Las conversaciones alrededor de este Mundial dejan entrever una sensación compartida: la dificultad de habitar la contradicción sin renunciar ni a las convicciones ni a los afectos. En distintos testimonios aparece una búsqueda común por encontrar formas de sostener aquello que nos apasiona sin dejar de mirar críticamente las condiciones que lo rodean.

Nai Mojica, futbolera y migrante venezolana radicada en Ciudad de México, lo expresa desde su experiencia personal: “Quizás no sea lo mejor, pero con todo lo que está pasando a nivel político, ecológico, migratorio y tantas cosas que nos abruman, no está mal evadir un poco. A veces siento la contradicción y me siento culpable. Pero trato de balancear mis luchas con esta diversión que me lleva a mi infancia y me reconecta con una pasión que disfruto en comunidad6.

Desde una perspectiva colectiva, las integrantes del Norita Fútbol Club -club de mujeres y disidencias que lleva el nombre de la histórica Madre de Plaza de Mayo, Norita Cortiñas- plantean una idea que dialoga con esa misma tensión: “Desde nuestro lugar, nuestra militancia y nuestras luchas cotidianas, no queremos renunciar ni al fútbol ni al Mundial. No vamos a entregar el fútbol. Porque también es nuestro. Porque lo construyen quienes juegan, quienes alientan, quienes organizan un torneo en un barrio, quienes encuentran en una cancha o en un partido un espacio de encuentro, de comunidad y de esperanza7.

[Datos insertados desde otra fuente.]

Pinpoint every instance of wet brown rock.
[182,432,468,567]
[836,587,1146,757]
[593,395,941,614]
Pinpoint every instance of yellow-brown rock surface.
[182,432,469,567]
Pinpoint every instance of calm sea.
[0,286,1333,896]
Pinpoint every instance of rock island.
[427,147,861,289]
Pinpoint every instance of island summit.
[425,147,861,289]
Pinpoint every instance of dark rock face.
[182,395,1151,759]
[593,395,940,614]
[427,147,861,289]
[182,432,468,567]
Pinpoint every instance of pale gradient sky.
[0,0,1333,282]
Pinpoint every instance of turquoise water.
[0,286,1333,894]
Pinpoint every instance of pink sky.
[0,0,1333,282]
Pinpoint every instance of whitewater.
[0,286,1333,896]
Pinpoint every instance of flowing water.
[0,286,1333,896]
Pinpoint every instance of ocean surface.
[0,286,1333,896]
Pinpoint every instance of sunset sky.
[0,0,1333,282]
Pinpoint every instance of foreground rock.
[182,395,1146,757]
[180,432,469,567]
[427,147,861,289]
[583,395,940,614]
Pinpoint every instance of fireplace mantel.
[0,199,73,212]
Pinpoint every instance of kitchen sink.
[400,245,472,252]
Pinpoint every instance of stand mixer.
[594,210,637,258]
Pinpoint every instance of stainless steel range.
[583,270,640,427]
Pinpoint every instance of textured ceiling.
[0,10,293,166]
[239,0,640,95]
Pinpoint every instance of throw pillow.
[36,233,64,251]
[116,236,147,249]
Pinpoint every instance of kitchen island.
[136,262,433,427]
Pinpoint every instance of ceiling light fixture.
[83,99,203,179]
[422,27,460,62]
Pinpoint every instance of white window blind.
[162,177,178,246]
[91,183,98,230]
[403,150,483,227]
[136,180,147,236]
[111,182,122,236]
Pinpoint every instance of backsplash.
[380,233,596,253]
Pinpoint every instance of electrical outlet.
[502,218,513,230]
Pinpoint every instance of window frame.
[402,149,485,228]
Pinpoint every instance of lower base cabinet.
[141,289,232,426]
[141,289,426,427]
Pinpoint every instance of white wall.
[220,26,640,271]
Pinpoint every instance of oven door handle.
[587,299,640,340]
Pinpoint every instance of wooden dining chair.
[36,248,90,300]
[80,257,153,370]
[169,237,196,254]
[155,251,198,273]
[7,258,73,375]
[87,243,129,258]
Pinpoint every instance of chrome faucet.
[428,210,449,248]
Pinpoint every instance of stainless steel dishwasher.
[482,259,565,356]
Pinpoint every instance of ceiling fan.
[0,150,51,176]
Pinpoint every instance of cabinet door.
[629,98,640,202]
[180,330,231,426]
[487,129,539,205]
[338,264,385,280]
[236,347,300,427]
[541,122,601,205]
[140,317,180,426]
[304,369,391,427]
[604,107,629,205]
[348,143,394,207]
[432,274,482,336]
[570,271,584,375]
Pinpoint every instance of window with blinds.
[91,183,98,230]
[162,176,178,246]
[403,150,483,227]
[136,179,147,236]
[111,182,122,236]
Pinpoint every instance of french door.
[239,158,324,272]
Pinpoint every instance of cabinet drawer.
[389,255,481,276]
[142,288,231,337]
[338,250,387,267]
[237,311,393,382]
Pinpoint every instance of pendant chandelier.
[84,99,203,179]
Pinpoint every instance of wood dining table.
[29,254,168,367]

Ambos testimonios, aunque parten de experiencias diferentes, coinciden en algo fundamental: la contradicción no necesariamente obliga a elegir entre el rechazo absoluto y la aceptación acrítica. Puede ser también un punto de partida para disputar sentidos, construir comunidad y sostener aquellos espacios que forman parte de nuestras historias y afectos. Quizás allí radique una de las formas contemporáneas de reivindicar el orgullo: en disputar aquellos espacios que durante mucho tiempo parecieron vedados, transformándolos en lugares más habitables para todas las personas.

La pregunta por cómo habitamos las contradicciones y construimos espacios más inclusivos no se limita al ámbito deportivo. También atraviesa a las instituciones educativas, que tienen la responsabilidad de garantizar el respeto por la diversidad y la ampliación de derechos. Por eso, desde la Secretaría de Igualdad, Derechos y Diversidad (SIDD) sostenemos la importancia de recuperar estas discusiones en el espacio público, académico y artístico. El orgullo, entendido como una construcción histórica y colectiva, nos interpela a seguir fortaleciendo una universidad pública inclusiva, democrática y libre de violencias.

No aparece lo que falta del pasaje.